A good practice when setting custom font families is to append a generic-family to the font-family list as a last resort.
You can also set it in your .matplotlibrc
file:
font.family: Source Han Sans TW, Arial, sans-serif
To control the font used on per-artist basis use the name, fontname or fontproperties keyword arguments documented in Text properties and layout.

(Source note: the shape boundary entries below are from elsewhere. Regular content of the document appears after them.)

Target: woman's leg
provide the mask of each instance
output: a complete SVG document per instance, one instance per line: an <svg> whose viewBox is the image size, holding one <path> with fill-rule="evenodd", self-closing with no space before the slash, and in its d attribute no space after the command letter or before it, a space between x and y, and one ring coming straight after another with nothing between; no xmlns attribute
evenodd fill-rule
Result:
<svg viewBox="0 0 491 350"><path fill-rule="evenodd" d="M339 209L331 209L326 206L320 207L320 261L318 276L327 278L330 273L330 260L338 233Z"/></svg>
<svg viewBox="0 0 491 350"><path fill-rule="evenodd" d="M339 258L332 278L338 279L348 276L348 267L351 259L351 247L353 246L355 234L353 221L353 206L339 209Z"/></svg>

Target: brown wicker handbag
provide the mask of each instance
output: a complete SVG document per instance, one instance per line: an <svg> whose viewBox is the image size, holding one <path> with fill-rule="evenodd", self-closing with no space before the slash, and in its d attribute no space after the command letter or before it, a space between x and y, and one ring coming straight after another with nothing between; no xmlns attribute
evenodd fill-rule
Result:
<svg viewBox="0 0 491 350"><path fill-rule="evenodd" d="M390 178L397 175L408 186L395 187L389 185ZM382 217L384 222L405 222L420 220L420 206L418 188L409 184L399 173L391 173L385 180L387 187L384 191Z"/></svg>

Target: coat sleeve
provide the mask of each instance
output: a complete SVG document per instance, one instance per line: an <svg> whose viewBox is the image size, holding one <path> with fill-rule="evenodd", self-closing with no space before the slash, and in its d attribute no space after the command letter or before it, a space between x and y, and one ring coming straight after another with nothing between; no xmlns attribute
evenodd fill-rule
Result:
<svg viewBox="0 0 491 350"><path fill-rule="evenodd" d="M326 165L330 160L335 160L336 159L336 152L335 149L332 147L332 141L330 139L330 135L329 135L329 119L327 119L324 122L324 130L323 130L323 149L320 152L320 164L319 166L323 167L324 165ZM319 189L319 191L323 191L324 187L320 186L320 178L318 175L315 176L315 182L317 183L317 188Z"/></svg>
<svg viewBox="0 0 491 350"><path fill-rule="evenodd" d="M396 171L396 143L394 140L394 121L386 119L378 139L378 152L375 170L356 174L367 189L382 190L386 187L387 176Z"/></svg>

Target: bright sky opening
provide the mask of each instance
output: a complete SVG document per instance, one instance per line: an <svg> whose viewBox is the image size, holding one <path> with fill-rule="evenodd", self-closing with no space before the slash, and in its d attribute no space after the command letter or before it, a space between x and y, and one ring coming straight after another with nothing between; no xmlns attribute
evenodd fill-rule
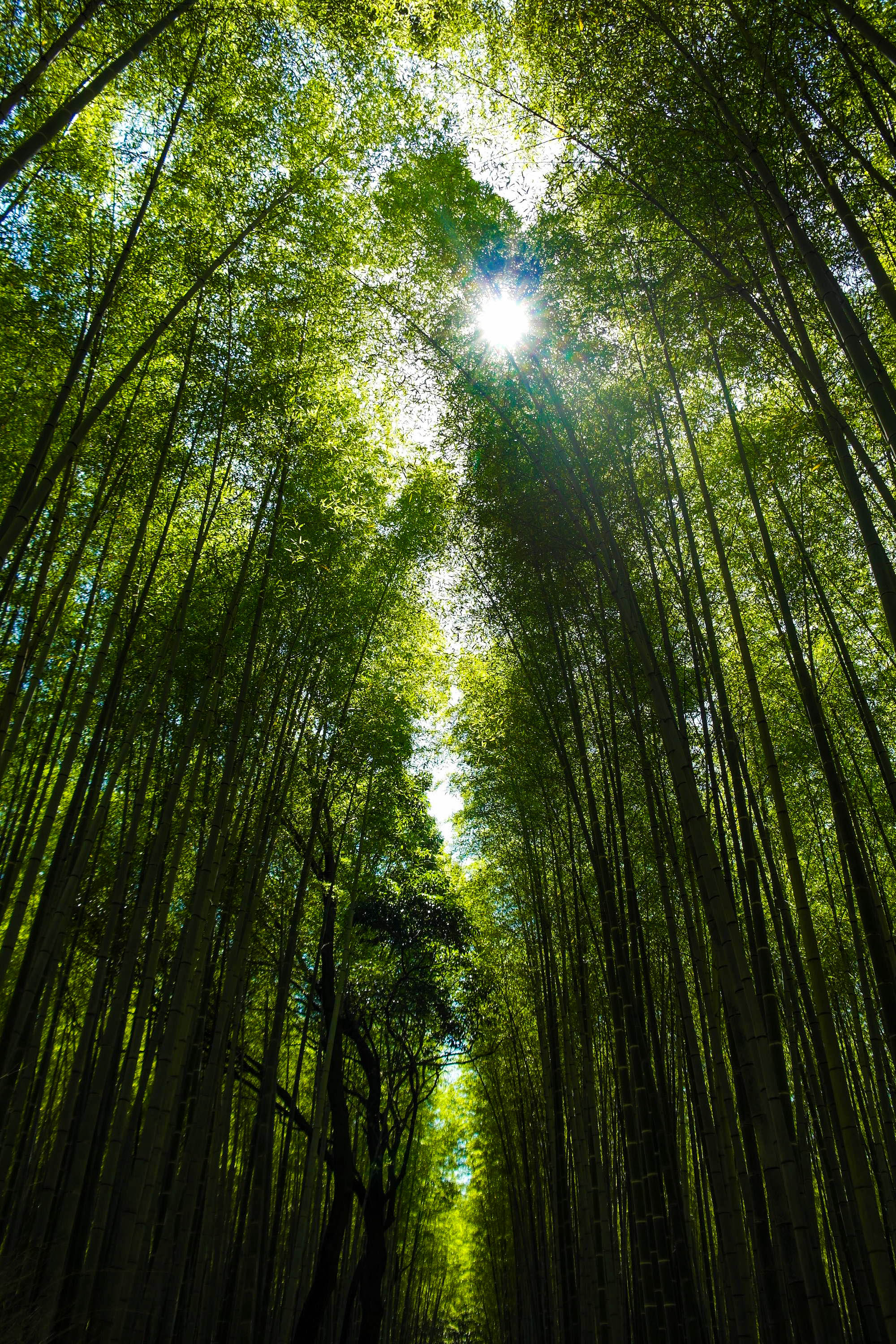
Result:
<svg viewBox="0 0 896 1344"><path fill-rule="evenodd" d="M531 327L525 304L509 294L486 298L480 309L480 332L498 349L514 349Z"/></svg>

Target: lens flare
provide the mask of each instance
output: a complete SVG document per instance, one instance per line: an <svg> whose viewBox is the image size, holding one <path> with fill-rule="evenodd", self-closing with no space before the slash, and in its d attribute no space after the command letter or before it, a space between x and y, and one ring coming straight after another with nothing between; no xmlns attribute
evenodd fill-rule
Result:
<svg viewBox="0 0 896 1344"><path fill-rule="evenodd" d="M497 349L514 349L529 331L525 304L509 294L486 298L480 309L480 332Z"/></svg>

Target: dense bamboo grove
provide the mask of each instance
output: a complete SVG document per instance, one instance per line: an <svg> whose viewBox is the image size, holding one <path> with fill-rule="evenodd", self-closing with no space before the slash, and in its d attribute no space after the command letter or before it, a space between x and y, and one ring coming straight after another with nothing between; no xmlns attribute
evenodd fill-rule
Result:
<svg viewBox="0 0 896 1344"><path fill-rule="evenodd" d="M889 11L0 52L0 1337L895 1341Z"/></svg>

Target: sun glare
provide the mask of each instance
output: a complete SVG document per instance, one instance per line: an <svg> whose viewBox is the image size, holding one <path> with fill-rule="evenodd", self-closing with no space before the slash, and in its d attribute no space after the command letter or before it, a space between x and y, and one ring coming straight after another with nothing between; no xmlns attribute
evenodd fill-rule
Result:
<svg viewBox="0 0 896 1344"><path fill-rule="evenodd" d="M525 304L509 294L496 294L486 298L480 309L480 332L498 349L513 349L529 329L529 313Z"/></svg>

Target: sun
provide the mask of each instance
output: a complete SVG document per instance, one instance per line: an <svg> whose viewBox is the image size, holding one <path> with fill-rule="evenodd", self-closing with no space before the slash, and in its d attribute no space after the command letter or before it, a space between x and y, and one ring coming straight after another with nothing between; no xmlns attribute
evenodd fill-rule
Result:
<svg viewBox="0 0 896 1344"><path fill-rule="evenodd" d="M478 327L489 345L514 349L529 331L529 312L517 298L494 294L482 304Z"/></svg>

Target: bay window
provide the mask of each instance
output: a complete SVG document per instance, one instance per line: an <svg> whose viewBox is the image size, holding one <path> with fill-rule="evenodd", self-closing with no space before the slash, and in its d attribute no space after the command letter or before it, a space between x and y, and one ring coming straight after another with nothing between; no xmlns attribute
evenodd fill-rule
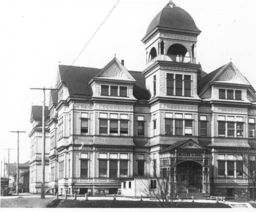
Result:
<svg viewBox="0 0 256 212"><path fill-rule="evenodd" d="M192 135L192 114L185 114L185 135Z"/></svg>
<svg viewBox="0 0 256 212"><path fill-rule="evenodd" d="M175 135L182 135L183 133L183 120L182 114L175 114Z"/></svg>
<svg viewBox="0 0 256 212"><path fill-rule="evenodd" d="M165 113L166 135L173 134L173 114L170 113Z"/></svg>
<svg viewBox="0 0 256 212"><path fill-rule="evenodd" d="M144 137L145 135L144 121L144 116L137 117L137 134L138 137Z"/></svg>

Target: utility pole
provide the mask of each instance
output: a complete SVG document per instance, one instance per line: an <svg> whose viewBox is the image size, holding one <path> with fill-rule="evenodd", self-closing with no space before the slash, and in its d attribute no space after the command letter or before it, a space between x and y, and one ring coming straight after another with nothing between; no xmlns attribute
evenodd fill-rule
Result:
<svg viewBox="0 0 256 212"><path fill-rule="evenodd" d="M42 162L41 167L42 170L42 179L41 184L41 199L44 199L44 157L46 155L46 126L44 120L44 108L46 107L46 90L56 90L54 88L30 88L32 90L42 90L44 93L44 101L42 102Z"/></svg>
<svg viewBox="0 0 256 212"><path fill-rule="evenodd" d="M14 149L3 149L4 150L8 150L8 179L9 179L10 175L10 150L14 150ZM9 181L8 181L8 182Z"/></svg>
<svg viewBox="0 0 256 212"><path fill-rule="evenodd" d="M20 131L18 130L16 131L10 131L10 133L17 133L18 135L18 139L17 139L17 170L16 170L16 194L18 195L18 178L20 175L20 170L19 170L19 164L18 164L18 144L19 144L19 137L20 137L20 133L26 133L26 131Z"/></svg>

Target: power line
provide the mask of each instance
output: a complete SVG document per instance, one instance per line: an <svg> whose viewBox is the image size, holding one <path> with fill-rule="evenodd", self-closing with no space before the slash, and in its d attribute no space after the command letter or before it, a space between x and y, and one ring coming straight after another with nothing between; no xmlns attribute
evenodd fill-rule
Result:
<svg viewBox="0 0 256 212"><path fill-rule="evenodd" d="M95 34L97 33L97 32L98 31L98 30L100 29L100 28L101 27L102 24L103 24L103 23L104 23L104 22L105 22L105 21L106 20L106 19L108 17L108 16L110 15L110 14L111 14L111 13L112 12L112 11L114 10L114 8L116 7L116 5L118 5L118 4L119 3L119 1L120 1L120 0L118 0L118 2L116 2L116 4L114 5L114 6L113 7L113 8L112 8L112 9L110 10L110 11L108 13L108 15L106 16L106 17L105 18L105 19L104 19L104 20L102 22L102 23L100 23L100 26L98 27L98 28L96 30L96 31L95 31L95 32L94 33L94 34L92 35L92 36L90 37L90 38L89 39L89 40L88 41L88 42L87 42L87 43L86 44L86 45L84 47L84 48L82 48L82 50L79 53L79 54L78 54L78 55L76 56L76 59L74 60L74 61L73 61L73 62L72 63L72 64L71 64L70 66L72 65L74 62L76 62L76 61L78 59L78 58L79 57L79 56L81 55L81 54L82 53L82 52L84 51L84 49L86 48L86 47L87 46L87 45L88 45L88 44L90 43L90 40L93 38L93 37L94 36Z"/></svg>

On linux, fc-list can be a useful tool to discover the font name; for example
$ fc-list :lang=zh family Noto to Sans Mono CJK TC,Noto Sans Mono CJK TC Bold Noto Sans CJK TC,Noto Sans CJK TC Medium Noto Sans CJK TC,Noto Sans CJK TC DemiLight Noto Sans CJK KR,Noto Sans CJK KR Black Noto Sans CJK TC,Noto Sans CJK TC Black Noto Sans Mono CJK TC,Noto Sans Mono CJK TC Regular Noto Sans CJK SC,Noto Sans CJK SC Light
lists all of the fonts that support Chinese.